Per quanto riguarda Monti e le liste a lui collegate (Udc e Fli) può forse non stupire la relativa assenza di giovani (9,3%) e di donne (15,7%: solo la Lega ne ha di meno), vista la composizione del suo governo, ricco di anziani e povero di donne. Non si può non notare, però, che ad Enrico Bondi – il terribile tagliatore di sprechi e di candidati – era stato affidato il compito di garantire la qualità delle candidature di tutta la coalizione del premier, compresa l’Udc. E invece che cosa scopriamo? Che il rigorosissimo filtro di Bondi ha lasciato tranquillamente passare due birichini, ovvero Giovanni Pistorio e Lorenzo Cesa, il primo condannato (dalla Corte dei Conti) per danno erariale, il secondo condannato per corruzione aggravata (e salvato solo da un vizio di forma e successiva prescrizione). Casini, che non perde occasione per proclamare sé stesso e il suo partito alfieri della «buona politica», qualche sera fa, intervistato da Lucia Annunziata, ha giustificato la scelta di candidare Cesa dicendo che «chi lo conosce lo apprezza» e che «sul territorio ciascuno di noi è quotato sui voti che prende» (dunque Cosentino è un ottimo candidato? e male ha fatto Berlusconi ad escluderlo?). Una difesa non molto diversa da quella che a suo tempo lo stesso Casini fece di Totò Cuffaro, poi finito in carcere per favoreggiamento aggravato a Cosa nostra. Allora aveva anche annunciato pubbliche scuse in caso di condanna di Cuffaro, ma le stiamo ancora aspettando.

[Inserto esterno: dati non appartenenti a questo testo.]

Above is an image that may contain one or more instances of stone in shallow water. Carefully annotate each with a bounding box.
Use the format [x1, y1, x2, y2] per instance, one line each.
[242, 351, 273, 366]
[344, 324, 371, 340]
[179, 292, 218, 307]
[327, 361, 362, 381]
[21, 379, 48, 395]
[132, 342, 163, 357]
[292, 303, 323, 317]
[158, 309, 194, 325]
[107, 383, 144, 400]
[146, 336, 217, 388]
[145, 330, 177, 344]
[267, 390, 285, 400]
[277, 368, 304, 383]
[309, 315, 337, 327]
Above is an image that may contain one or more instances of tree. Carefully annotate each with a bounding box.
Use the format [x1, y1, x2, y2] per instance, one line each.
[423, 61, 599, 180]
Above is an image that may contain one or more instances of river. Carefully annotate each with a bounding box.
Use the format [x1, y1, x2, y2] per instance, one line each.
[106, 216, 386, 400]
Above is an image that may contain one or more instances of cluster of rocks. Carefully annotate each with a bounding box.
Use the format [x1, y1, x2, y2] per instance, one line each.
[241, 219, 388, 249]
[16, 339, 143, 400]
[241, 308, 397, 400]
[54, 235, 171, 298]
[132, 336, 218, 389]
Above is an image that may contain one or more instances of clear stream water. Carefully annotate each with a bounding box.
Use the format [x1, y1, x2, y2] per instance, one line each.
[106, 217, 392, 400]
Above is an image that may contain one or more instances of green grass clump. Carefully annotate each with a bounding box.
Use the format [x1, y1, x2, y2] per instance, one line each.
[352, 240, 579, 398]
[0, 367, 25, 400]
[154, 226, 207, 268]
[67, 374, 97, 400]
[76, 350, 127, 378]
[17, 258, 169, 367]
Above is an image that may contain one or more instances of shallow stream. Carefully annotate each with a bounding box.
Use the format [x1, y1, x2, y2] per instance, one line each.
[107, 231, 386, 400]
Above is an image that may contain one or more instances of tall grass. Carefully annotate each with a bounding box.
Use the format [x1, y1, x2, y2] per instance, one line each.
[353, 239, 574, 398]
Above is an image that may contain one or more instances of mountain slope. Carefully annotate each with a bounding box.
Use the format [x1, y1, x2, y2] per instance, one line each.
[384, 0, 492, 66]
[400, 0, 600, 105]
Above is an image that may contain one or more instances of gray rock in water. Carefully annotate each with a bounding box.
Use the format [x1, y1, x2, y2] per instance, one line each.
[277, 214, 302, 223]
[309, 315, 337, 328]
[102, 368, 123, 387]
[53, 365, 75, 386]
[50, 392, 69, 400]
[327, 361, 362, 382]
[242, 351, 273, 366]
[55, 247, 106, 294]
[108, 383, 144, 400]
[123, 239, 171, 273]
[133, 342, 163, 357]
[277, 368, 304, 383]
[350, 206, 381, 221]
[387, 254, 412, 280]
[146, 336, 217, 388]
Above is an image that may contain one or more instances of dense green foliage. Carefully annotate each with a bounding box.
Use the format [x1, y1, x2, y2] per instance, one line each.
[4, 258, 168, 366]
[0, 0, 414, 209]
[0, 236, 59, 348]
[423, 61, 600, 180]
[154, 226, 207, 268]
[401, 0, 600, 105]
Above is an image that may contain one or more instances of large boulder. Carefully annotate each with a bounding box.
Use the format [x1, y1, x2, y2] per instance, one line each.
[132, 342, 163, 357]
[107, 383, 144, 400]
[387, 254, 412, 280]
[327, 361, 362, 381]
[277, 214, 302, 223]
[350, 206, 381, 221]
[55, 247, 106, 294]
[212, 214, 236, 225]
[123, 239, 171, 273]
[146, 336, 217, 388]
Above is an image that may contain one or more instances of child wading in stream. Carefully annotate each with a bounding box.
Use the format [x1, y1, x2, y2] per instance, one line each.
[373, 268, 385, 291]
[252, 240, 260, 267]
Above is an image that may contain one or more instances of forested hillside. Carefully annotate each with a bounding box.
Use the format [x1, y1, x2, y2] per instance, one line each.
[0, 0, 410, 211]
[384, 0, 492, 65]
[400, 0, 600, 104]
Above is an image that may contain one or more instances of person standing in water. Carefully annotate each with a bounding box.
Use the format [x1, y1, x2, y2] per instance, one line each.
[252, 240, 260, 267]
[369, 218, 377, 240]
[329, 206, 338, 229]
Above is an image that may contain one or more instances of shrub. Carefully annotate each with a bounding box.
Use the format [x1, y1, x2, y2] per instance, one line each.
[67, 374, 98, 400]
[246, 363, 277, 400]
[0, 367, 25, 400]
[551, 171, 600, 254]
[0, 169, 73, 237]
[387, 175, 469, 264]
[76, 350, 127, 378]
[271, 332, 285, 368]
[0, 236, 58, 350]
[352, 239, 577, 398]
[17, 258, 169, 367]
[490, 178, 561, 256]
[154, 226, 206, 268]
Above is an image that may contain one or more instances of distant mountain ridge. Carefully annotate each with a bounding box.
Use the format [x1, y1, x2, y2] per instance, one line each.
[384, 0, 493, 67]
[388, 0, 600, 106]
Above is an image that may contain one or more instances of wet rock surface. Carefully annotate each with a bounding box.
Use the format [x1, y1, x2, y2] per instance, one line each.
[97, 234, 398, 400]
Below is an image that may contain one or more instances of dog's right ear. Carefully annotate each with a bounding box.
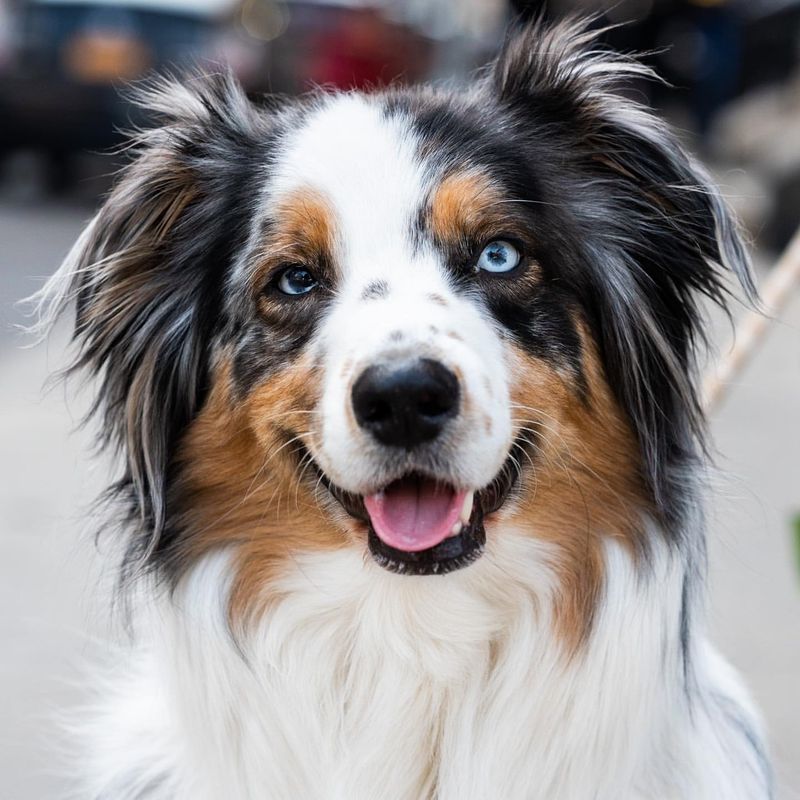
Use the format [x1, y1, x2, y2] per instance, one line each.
[34, 70, 269, 564]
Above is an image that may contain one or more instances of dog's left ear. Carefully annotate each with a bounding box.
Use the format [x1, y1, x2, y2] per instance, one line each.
[490, 21, 755, 520]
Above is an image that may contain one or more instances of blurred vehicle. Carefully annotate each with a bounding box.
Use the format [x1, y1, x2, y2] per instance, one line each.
[0, 0, 267, 188]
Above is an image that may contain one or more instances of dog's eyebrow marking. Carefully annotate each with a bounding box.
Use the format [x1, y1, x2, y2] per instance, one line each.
[361, 281, 389, 300]
[427, 170, 501, 242]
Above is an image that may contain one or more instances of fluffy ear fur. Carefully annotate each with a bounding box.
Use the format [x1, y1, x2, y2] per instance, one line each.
[31, 76, 265, 567]
[491, 21, 755, 515]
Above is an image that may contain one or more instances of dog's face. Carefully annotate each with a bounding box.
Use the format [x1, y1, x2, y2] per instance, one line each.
[47, 21, 748, 636]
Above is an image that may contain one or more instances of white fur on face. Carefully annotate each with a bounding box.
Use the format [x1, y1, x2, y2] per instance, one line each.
[270, 96, 511, 494]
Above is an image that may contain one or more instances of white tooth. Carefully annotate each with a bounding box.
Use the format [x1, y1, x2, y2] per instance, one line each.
[459, 492, 475, 525]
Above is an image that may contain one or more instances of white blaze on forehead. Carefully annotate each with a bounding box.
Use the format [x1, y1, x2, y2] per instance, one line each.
[272, 95, 425, 280]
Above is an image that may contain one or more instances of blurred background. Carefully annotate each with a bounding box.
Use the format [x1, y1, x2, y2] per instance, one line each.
[0, 0, 800, 800]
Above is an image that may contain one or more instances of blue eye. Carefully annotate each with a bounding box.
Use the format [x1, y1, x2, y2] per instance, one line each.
[477, 239, 522, 272]
[278, 267, 317, 295]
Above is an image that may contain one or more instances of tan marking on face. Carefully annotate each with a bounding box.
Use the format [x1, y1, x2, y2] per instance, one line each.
[176, 359, 351, 626]
[430, 171, 501, 241]
[427, 169, 541, 292]
[511, 328, 649, 654]
[254, 188, 337, 291]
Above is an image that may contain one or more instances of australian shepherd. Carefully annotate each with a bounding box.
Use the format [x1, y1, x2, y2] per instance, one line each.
[34, 14, 771, 800]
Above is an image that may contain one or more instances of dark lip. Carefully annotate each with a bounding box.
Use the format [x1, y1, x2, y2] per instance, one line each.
[290, 433, 533, 575]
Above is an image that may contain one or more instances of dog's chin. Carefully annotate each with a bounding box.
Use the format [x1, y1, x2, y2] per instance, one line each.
[304, 440, 527, 575]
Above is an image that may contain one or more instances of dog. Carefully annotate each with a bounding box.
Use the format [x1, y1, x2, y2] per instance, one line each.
[34, 20, 772, 800]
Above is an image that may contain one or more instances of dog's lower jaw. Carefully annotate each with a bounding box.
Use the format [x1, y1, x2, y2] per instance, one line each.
[79, 530, 768, 800]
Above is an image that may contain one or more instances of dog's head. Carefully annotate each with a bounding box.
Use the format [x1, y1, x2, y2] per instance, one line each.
[39, 20, 751, 636]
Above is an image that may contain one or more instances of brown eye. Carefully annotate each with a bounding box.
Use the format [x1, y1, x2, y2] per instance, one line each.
[275, 267, 317, 296]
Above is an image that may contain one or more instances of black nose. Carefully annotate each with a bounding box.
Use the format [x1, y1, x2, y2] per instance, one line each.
[353, 358, 459, 450]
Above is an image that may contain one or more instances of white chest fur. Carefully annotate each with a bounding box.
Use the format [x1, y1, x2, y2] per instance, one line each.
[81, 532, 765, 800]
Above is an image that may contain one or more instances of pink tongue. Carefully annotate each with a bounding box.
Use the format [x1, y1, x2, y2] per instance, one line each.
[364, 477, 467, 553]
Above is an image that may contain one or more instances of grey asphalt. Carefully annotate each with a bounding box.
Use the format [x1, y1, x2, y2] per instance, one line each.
[0, 196, 800, 800]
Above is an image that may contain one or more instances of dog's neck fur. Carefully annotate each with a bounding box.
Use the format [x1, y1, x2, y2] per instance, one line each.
[84, 531, 763, 800]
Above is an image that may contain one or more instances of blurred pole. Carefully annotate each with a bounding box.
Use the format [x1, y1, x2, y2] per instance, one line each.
[703, 228, 800, 412]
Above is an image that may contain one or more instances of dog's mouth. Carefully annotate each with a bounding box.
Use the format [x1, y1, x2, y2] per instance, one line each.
[306, 439, 529, 575]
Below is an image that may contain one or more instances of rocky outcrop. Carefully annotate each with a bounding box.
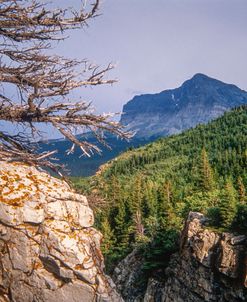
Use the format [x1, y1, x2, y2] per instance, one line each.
[157, 213, 247, 302]
[0, 162, 122, 302]
[113, 212, 247, 302]
[112, 249, 147, 302]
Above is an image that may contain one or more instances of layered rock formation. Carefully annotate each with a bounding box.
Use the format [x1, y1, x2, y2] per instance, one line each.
[113, 213, 247, 302]
[0, 162, 122, 302]
[159, 213, 247, 302]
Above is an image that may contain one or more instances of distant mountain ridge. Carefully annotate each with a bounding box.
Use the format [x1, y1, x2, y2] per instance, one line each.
[121, 73, 247, 138]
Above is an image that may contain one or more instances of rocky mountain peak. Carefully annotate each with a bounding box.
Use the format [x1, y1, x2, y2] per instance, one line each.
[121, 73, 247, 138]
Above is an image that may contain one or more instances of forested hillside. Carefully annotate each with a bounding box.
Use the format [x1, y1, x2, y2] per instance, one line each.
[73, 106, 247, 272]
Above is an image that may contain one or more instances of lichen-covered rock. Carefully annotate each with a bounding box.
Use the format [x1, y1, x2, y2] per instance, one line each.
[0, 162, 122, 302]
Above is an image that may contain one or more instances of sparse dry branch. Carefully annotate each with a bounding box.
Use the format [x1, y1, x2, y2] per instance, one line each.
[0, 0, 131, 170]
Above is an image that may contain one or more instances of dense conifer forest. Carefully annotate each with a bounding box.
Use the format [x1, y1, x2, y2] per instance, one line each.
[74, 106, 247, 274]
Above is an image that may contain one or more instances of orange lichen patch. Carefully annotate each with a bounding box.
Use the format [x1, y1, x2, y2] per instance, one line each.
[74, 264, 84, 270]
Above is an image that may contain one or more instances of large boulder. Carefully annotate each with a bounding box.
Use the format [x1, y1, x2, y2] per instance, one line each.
[0, 162, 122, 302]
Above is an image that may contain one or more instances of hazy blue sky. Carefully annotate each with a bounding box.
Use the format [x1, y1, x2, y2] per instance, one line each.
[0, 0, 247, 137]
[56, 0, 247, 111]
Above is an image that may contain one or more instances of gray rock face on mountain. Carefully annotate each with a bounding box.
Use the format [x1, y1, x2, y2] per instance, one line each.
[121, 74, 247, 138]
[0, 162, 122, 302]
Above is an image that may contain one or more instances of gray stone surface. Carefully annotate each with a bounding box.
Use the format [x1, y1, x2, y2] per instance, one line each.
[0, 162, 122, 302]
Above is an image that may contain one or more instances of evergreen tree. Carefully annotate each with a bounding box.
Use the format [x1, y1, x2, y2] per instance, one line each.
[219, 180, 237, 228]
[199, 148, 214, 192]
[158, 181, 176, 227]
[238, 177, 246, 204]
[114, 199, 129, 250]
[101, 216, 115, 255]
[142, 181, 157, 218]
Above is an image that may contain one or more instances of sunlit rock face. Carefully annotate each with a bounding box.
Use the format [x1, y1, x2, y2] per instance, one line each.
[144, 212, 247, 302]
[113, 212, 247, 302]
[0, 162, 122, 302]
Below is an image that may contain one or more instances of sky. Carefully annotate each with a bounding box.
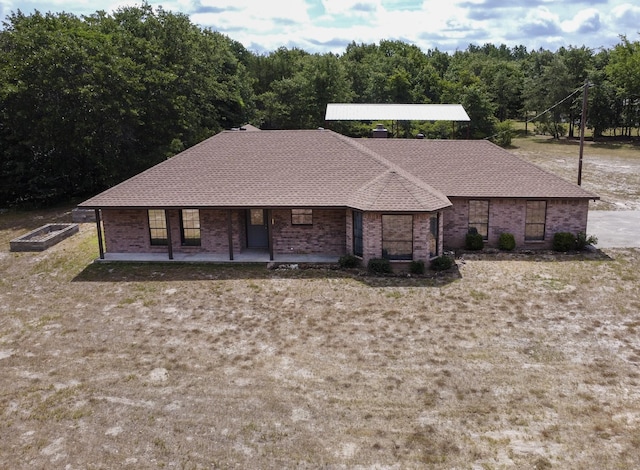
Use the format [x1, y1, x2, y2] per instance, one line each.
[0, 0, 640, 54]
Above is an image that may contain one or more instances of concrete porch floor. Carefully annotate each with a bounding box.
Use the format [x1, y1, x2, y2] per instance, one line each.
[96, 251, 339, 264]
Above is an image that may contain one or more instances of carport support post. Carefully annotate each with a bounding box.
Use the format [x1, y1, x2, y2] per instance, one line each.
[164, 209, 173, 259]
[96, 209, 104, 259]
[578, 80, 589, 186]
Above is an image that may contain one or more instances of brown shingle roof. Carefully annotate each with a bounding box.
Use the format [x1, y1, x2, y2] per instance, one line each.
[360, 139, 598, 199]
[81, 130, 451, 211]
[80, 130, 595, 211]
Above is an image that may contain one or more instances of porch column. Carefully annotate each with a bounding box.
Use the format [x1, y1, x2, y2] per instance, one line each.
[267, 209, 273, 261]
[96, 209, 104, 259]
[164, 209, 173, 259]
[227, 209, 233, 261]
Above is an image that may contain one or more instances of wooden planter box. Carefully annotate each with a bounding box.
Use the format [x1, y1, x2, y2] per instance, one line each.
[9, 224, 79, 251]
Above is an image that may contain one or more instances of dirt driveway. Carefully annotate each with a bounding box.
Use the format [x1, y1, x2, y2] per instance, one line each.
[587, 211, 640, 248]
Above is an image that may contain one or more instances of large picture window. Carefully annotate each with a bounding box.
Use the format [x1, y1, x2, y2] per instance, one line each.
[180, 209, 201, 246]
[382, 214, 413, 260]
[469, 200, 489, 240]
[149, 209, 167, 245]
[524, 201, 547, 240]
[291, 209, 313, 225]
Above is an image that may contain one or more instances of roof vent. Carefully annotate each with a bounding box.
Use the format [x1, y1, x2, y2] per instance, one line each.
[373, 124, 388, 139]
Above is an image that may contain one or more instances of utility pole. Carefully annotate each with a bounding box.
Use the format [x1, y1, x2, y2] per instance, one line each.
[578, 79, 589, 186]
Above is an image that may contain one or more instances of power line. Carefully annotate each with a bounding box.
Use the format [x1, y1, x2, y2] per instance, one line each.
[484, 83, 587, 140]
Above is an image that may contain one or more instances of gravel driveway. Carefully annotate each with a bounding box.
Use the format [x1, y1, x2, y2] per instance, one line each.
[587, 211, 640, 248]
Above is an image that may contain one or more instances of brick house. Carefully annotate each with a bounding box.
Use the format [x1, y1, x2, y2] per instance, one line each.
[79, 129, 597, 262]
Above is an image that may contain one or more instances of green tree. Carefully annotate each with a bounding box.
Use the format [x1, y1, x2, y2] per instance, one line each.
[0, 5, 252, 205]
[605, 36, 640, 136]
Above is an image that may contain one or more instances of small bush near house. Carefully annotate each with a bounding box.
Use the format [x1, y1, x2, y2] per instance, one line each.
[576, 232, 598, 251]
[464, 228, 484, 251]
[367, 258, 393, 274]
[409, 259, 424, 274]
[338, 255, 360, 269]
[498, 232, 516, 251]
[430, 255, 455, 271]
[552, 232, 576, 251]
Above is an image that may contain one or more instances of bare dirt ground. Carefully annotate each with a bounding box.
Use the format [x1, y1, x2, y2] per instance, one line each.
[0, 140, 640, 469]
[510, 136, 640, 210]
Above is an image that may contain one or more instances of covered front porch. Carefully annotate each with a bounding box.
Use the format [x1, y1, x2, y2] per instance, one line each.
[96, 250, 339, 264]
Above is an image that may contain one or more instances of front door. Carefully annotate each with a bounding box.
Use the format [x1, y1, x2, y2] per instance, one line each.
[247, 209, 269, 248]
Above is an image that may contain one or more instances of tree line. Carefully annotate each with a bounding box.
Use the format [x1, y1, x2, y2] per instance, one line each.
[0, 4, 640, 207]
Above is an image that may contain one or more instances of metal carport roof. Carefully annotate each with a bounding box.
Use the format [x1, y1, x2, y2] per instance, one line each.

Non sono fra quanti pensano che avere liste pulite, rinnovate, piene di giovani e di donne, sia di per sé una garanzia di buona politica (conosco parecchie ragazze incensurate che, come parlamentari, sarebbero un disastro). Anzi penso che sarebbe ora che l’opinione pubblica cominciasse a preoccuparsi soprattutto della qualità dei programmi e della competenza dei candidati, e non solo di inseguire vaghe aspirazioni di palingenesi della politica. E tuttavia mi pare che quello di non avere vicende penali alle spalle sia davvero un requisito minimo, giusto, ovvio, che nessuno dovrebbe mettere in discussione. E molto mi colpisce che l’unica lista che non ricandida vecchi politici, è piena di giovani, ha quasi il 50% di donne, e non ha nemmeno un inquisito fra le sue fila sia quella di Beppe Grillo, ossia precisamente la lista i cui programmi meno mi convincono. Come se rinnovamento della politica e credibilità dei programmi fossero due pianeti distinti e lontani, fra cui è giocoforza fare una scelta secca. Un altro indizio, ai miei occhi, del fatto che il rebus italiano – il sogno di una politica credibile nei programmi e rinnovata nelle persone – non ha ancora alcuna soluzione.